After the character speaks, Haiku runs response analysis (max_tokens 1024–2048) and an async Agenda revision (max_tokens 6000). All session-state writes are batched into a single flush at session end — that's where FSRS-6 review is applied, the element tables get upserted, and tracked-error transitions get promoted.

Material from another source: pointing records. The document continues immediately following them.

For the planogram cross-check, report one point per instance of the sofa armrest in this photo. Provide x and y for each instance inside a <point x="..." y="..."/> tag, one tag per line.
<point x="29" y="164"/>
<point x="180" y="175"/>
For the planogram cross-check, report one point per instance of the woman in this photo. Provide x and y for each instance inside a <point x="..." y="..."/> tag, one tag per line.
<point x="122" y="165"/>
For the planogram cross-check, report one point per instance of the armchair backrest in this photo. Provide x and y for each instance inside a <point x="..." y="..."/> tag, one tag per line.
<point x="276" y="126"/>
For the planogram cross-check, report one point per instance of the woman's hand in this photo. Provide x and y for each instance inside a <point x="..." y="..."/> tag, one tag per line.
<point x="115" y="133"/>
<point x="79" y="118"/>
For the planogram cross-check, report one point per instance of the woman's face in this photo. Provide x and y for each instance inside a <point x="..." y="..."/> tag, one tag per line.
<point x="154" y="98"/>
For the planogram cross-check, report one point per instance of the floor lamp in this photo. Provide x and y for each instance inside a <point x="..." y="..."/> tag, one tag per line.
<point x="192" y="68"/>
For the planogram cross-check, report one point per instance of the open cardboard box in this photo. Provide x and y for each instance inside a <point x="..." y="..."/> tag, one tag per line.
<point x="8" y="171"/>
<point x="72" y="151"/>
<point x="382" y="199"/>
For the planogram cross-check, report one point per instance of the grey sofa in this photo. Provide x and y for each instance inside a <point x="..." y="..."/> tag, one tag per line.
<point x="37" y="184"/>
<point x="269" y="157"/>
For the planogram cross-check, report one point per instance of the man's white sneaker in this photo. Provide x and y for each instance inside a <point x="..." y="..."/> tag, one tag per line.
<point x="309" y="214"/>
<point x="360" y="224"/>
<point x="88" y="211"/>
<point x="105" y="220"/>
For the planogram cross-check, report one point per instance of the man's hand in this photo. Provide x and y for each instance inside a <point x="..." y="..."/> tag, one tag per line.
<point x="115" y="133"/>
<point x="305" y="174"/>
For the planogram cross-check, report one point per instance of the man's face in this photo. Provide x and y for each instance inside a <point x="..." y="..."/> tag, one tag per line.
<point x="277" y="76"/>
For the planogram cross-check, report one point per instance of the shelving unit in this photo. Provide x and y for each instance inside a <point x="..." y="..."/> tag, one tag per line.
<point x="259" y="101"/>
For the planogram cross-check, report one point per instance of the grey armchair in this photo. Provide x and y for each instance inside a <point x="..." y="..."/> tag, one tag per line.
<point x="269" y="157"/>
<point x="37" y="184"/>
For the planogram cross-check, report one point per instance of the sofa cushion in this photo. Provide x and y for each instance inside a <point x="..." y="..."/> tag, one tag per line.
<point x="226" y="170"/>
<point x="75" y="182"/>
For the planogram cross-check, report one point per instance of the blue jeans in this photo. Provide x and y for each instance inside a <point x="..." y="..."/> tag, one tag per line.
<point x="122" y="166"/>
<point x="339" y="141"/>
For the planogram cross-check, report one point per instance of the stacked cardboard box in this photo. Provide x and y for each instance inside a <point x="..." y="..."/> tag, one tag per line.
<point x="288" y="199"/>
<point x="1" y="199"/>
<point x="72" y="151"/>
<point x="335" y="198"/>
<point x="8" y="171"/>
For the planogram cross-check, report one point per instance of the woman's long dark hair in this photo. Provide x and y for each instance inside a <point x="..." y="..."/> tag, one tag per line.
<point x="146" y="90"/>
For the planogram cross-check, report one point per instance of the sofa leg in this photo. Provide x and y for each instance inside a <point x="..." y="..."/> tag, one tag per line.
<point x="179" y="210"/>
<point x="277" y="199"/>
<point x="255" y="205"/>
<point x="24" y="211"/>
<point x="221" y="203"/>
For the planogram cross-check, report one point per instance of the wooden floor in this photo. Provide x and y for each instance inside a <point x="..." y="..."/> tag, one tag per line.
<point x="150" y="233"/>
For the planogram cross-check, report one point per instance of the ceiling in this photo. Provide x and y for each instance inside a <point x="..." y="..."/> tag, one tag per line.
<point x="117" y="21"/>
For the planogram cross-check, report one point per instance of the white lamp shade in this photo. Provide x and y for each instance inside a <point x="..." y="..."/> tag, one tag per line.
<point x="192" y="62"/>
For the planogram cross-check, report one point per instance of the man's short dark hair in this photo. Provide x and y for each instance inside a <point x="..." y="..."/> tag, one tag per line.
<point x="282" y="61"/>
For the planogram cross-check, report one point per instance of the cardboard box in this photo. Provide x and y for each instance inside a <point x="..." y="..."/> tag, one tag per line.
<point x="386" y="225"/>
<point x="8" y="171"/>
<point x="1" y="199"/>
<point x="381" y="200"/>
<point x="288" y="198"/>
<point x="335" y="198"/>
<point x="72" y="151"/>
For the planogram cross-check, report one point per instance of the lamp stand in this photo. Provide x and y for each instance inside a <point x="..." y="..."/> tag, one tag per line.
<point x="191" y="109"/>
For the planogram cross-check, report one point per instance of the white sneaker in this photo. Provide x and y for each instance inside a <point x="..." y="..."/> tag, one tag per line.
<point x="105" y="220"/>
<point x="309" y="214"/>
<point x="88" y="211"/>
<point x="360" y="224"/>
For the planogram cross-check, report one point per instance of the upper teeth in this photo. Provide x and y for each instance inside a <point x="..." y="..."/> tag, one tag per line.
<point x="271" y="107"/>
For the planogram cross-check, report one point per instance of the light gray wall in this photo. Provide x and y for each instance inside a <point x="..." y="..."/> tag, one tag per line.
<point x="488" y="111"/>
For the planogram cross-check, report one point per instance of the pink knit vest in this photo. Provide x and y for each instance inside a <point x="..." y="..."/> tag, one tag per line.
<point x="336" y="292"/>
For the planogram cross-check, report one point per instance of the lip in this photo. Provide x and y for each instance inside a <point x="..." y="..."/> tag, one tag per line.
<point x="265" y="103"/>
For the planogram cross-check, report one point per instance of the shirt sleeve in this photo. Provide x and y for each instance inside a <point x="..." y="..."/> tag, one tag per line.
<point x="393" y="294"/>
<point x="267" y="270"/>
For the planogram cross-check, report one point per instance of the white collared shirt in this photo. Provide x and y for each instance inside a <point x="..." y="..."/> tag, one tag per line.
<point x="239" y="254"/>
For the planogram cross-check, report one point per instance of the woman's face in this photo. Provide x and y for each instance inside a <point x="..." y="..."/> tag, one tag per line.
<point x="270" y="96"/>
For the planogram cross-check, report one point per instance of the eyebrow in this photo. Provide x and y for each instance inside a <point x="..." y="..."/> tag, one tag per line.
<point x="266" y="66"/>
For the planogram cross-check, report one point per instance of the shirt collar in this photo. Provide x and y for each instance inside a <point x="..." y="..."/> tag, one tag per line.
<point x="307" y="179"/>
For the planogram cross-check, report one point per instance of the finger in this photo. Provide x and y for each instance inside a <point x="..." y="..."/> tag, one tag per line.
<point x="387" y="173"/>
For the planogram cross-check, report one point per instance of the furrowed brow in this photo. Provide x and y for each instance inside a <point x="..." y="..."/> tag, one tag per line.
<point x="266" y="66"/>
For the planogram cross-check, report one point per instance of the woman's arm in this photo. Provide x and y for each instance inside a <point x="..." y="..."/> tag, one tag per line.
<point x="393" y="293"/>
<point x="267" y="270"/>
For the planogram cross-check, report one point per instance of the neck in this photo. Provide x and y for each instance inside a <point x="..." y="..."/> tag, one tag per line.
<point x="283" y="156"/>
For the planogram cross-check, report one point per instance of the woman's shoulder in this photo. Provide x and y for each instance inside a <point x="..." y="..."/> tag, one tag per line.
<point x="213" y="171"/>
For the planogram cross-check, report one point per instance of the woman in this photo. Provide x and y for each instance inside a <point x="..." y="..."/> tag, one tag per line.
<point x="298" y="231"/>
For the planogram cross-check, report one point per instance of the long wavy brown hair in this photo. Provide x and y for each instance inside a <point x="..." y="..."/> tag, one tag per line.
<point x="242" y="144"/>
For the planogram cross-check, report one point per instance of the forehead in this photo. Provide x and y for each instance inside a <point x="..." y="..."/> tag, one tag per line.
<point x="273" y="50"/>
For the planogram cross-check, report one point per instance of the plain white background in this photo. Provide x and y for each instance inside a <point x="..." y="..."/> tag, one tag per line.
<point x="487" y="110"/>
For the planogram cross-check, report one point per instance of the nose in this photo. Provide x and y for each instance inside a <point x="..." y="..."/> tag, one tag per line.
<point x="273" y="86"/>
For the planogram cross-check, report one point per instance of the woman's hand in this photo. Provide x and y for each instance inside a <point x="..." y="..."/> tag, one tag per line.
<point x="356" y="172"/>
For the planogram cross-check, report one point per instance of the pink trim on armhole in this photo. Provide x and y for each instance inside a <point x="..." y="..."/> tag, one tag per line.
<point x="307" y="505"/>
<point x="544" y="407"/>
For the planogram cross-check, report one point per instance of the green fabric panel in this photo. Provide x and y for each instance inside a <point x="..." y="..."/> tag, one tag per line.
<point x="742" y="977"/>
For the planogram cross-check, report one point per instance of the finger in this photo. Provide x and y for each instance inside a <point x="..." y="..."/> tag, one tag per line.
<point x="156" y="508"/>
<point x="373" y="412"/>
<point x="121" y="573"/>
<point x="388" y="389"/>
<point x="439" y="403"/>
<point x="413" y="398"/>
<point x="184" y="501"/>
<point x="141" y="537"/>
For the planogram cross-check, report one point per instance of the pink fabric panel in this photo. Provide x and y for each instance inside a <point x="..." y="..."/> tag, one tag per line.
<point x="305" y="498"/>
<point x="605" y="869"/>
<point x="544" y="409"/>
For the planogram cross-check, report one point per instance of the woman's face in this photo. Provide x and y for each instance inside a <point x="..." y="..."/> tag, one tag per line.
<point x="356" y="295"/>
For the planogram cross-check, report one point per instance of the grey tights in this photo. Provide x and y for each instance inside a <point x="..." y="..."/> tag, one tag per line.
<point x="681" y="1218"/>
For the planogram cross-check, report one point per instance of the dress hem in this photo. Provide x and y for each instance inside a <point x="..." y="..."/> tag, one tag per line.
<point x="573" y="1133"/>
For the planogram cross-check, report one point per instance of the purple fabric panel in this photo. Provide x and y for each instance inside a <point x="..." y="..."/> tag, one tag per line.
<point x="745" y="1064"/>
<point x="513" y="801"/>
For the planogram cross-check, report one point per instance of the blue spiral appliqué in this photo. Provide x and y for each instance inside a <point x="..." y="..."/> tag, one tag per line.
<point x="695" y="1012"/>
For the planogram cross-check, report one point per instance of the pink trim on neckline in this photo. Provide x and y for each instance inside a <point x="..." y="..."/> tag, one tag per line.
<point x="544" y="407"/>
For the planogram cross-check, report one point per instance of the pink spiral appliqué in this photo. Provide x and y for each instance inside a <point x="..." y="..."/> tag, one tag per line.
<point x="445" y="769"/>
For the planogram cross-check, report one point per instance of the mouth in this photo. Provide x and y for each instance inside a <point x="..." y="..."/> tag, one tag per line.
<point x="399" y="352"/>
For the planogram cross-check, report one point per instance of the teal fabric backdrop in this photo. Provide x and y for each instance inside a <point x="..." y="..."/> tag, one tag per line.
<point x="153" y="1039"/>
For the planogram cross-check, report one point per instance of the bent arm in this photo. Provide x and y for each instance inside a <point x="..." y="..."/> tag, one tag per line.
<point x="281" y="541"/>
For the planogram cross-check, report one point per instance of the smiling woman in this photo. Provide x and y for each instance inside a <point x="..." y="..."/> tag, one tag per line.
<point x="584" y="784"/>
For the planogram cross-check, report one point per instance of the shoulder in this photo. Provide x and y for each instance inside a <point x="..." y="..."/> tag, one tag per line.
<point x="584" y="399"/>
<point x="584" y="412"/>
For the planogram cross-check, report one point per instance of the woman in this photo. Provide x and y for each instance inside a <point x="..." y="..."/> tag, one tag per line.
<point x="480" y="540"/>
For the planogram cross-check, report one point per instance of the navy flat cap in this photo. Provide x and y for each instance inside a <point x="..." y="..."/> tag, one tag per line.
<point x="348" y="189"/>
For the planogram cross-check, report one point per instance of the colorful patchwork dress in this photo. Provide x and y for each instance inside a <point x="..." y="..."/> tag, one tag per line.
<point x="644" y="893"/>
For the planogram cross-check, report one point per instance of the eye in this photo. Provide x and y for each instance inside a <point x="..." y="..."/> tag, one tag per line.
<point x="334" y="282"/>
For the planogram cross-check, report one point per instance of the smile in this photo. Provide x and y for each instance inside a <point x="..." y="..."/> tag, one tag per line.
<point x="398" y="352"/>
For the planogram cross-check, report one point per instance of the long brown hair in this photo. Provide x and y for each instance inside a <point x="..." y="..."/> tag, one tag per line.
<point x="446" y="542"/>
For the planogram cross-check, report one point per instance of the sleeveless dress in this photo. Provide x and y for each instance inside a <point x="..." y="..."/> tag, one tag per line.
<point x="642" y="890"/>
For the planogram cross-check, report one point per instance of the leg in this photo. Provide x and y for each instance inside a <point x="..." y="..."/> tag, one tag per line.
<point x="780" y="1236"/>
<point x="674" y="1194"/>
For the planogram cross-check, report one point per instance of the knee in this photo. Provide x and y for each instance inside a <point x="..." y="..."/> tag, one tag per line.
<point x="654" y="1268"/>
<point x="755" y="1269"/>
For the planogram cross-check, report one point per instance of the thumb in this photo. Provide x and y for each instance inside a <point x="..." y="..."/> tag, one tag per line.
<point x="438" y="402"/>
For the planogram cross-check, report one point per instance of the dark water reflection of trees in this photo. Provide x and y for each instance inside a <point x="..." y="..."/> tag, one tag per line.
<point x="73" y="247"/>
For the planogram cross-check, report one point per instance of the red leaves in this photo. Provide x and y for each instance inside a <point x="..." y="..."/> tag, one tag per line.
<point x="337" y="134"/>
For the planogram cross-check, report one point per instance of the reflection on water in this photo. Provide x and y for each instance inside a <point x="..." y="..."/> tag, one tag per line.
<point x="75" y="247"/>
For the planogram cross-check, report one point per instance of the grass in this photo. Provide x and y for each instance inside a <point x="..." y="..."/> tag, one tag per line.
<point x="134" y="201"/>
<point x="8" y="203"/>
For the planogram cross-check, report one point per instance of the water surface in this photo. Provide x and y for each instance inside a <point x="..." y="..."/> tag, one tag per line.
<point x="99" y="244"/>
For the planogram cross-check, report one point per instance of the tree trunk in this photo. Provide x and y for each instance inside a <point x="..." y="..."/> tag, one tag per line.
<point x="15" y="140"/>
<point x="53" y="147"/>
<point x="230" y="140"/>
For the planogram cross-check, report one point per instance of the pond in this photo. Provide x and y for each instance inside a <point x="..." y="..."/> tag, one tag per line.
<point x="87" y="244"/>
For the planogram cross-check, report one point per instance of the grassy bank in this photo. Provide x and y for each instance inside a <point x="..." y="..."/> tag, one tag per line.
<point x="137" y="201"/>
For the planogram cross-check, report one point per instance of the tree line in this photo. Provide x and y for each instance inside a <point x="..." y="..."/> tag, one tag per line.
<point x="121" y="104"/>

The whole stack is a Flutter client talking directly to Supabase Postgres, Anthropic, OpenAI (Whisper), and ElevenLabs. No custom backend service.

Engineering decisions

  • 01

    Agenda LLM as the sole input to the Conversation LLM

    The Conversation LLM doesn't see the profile snapshot, scenario data, or analysis blobs directly. It sees one Markdown brief, regenerated each turn by Haiku. Two payoffs: debugging collapses to reading one file, and the conversation model's job becomes "execute this brief" instead of synthesizing context every turn. Revision runs async with the character call so it never adds user-facing latency.

  • 02

    Sonnet for user-facing dialogue, Haiku 4.5 for everything else

    Error detection, response analysis, Agenda generation, post-session reflection — all Haiku. Only the character response runs on Sonnet. Per-turn cost stays realistic, and validation against the persona suites confirmed Haiku is sufficient for the structured-output tasks once the prompts are tight.

  • 03

    Dual proficiency tracking: EMA + FSRS-6

    Per-element EMA accuracy gives the "skill" feel learners expect. FSRS-6 stability/difficulty gives retrievability for scheduling. Both run side by side per element and both surface in the profile snapshot.

  • 04

    Controlled vocabularies enforced prompt-side AND code-side

    Grammar concepts, function ids, discourse skills, pragmatic skills, and tracked-error pattern ids are all closed enums. The LLM is told the list in its prompt, and the parser filters anything outside the set before it touches Postgres. Without this dual gate the element tables get polluted with invented concept names and English descriptive ids the moment output lengths grow.

Notable challenges

  • 01

    Controlled-vocabulary hallucination at long output lengths

    Once the analysis prompt grew to ~3000-token output, the LLM started inventing concept names and emitting English descriptive ids for Japanese lexical items. Fix: dual filter — closed enums in the prompt, static Set lookups in the parser, plus a codepoint check that scans for hiragana/katakana/CJK. Out-of-set values are silently dropped before reaching Postgres.

  • 02

    Japanese STT has two failure modes, not one

    Whisper with language='ja' will sometimes translate spoken English into Japanese instead of returning the English. ElevenLabs scribe_v2 with language_code='ja' will sometimes return English for ambiguous audio. Fix: dual-provider chain that validates output against Japanese codepoints and falls through to the other provider with auto-detect if validation fails.

  • 03

    max_tokens silently truncating JSON mid-response

    The analysis call started truncating mid-JSON once the prompt picked up pattern-detection guidance, and a naive brace matcher returned null. Fix: surface truncation in the parse path, and a hand-rolled JSON extractor that tolerates code fences, prose preambles, and trailing junk by tracking brace depth and string state.